Soumis aux caprices de la reine mère, il fut le témoin impuissant de tortures et meurtres multiples, jusqu'à son départ mystérieux aux environs de 398 avant J. -C. Prisonnier mais protégé, Ctésias profita de sa situation pour tout noter : la cruauté des princesses orientales, véritables maîtresses de la politique, la richesse fabuleuse du pays, ses liens privilégiés avec l'Inde peuplée d'hommes et d'animaux étranges.

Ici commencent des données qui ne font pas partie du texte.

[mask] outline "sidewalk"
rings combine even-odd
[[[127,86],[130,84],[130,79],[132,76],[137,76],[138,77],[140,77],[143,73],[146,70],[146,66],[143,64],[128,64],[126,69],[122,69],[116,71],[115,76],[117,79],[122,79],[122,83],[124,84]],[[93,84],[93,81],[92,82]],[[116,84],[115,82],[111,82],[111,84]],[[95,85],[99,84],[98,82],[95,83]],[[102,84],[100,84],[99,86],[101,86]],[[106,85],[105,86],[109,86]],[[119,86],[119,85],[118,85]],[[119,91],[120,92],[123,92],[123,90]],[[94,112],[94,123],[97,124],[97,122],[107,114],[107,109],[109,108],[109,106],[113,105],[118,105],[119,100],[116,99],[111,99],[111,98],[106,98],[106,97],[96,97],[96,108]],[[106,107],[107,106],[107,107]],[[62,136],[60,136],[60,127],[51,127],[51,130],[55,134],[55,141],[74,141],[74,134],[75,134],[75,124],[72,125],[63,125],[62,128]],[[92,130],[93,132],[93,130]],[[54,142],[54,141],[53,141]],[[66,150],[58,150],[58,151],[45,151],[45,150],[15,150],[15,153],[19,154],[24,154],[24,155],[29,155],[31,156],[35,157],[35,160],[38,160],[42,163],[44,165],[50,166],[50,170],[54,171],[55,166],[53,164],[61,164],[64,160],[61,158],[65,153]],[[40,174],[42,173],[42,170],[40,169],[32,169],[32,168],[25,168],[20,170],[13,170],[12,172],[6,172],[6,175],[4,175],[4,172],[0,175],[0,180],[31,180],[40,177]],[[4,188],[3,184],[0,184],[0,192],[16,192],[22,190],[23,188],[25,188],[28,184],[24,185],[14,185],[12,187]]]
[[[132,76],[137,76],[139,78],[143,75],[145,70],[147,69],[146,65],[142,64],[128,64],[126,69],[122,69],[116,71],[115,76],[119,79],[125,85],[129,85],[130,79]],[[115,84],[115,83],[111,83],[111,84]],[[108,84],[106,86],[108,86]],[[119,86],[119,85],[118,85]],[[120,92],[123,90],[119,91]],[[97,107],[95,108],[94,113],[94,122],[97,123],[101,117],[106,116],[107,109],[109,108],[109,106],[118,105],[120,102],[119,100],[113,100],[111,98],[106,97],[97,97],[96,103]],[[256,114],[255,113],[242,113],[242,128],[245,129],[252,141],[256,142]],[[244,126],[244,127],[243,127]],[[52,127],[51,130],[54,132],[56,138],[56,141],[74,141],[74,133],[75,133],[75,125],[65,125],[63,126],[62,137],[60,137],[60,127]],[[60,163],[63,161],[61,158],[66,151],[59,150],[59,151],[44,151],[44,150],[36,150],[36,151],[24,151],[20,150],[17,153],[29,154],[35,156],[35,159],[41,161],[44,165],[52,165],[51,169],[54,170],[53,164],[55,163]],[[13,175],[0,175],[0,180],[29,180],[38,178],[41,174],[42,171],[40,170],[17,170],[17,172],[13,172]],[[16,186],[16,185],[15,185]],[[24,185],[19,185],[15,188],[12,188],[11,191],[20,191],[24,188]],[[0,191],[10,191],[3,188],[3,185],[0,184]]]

L'accès aux archives lui permit aussi de remonter le temps : récits, documents et témoignages directs lui fournirent ainsi la matière de ces Histoires de l'Orient, depuis le royaume assyrien de Sémiramis jusqu'aux rivalités intestines dont il fut le témoin privilégié.

Immense fresque historique, mélange de fiction et de réel, de mensonges et de naïveté, son oeuvre fait renaître sous les personnages de légendes les ombres de rois ayant réellement vécu dans les murs de Ninive, Suse, Babylone et Ecbatane.

Ctésias meurt après son retour à Cnide, à une date inconnue.

Ctésias est principalement l'auteur de travaux historiques sur l'Inde et la Perse, qui ont subsisté sous forme de citations ou de résumés. Il a également rédigé des ouvrages dont seul le titre est connu :

  • Sur les montagnes (Perì orôn) et Sur les fleuves (Peri potamôn), cités par Plutarque
  • Le Tour de l'Asie ( Períplous Asías), cité par Stéphane de Byzance
  • Des tributs en Asie (Perì tôn katà tên Asían phórôn), peut-être un appendice de l’Histoire de Perse.

Il ne reste de ces ouvragse que des fragments et des extraits faits par Photius ; on les trouve souvent à la suite d'Hérodote : Larcher les a joints à sa traduction. Bœhr en a donné une édition séparée, Francfort-sur-le-Main, 1824. Ils se trouvent aussi dans les Historicor. fragm. de la Bibliothèque grecque de Didot.